3D adaptive finite-element forward modeling for direct current resistivity method using geometric multigrid solver

Abstract

The direct current (DC) resistivity method is an effective method for detecting subsurface structures with conductive differences. The three-dimensional forward modeling of DC resistivity is essential for data processing and interpretation. In the forward modeling process, solving the large-scale linear system is the most time-consuming step. Traditional algebraic multigrid (AMG) method has been successfully applied to solve the linear system. However, the performance of AMG will deteriorate when dealing with high-order discretization and highly stretched grids.

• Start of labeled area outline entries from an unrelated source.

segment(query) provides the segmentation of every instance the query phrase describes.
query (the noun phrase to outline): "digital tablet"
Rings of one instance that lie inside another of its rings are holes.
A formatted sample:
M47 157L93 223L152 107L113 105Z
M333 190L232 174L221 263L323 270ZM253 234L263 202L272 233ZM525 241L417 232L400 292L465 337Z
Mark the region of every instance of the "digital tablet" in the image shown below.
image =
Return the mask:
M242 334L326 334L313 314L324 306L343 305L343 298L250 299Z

Additionally, in the context of adaptive mesh refinement, the hanging nodes will further complicate the solving process. To address these challenges, we propose a novel geometric multigrid (GMG) method combined with local smoothing for solving the linear system in three-dimensional DC resistivity forward modeling. In this work, we employ high-order basis functions to discretize the problem. To further enhance the accuracy of the numerical solution, the mesh is adaptively refined based on the goal-oriented posterior error estimator. We utilize a V-cycle geometric multigrid on locally refined grids and the hanging node issue is effectively addressed through local smoothing. We also employ the mesh partitioning technique to parallel the solution process. The efficiency, robustness, and parallel performance of our algorithm are verified through various numerical examples.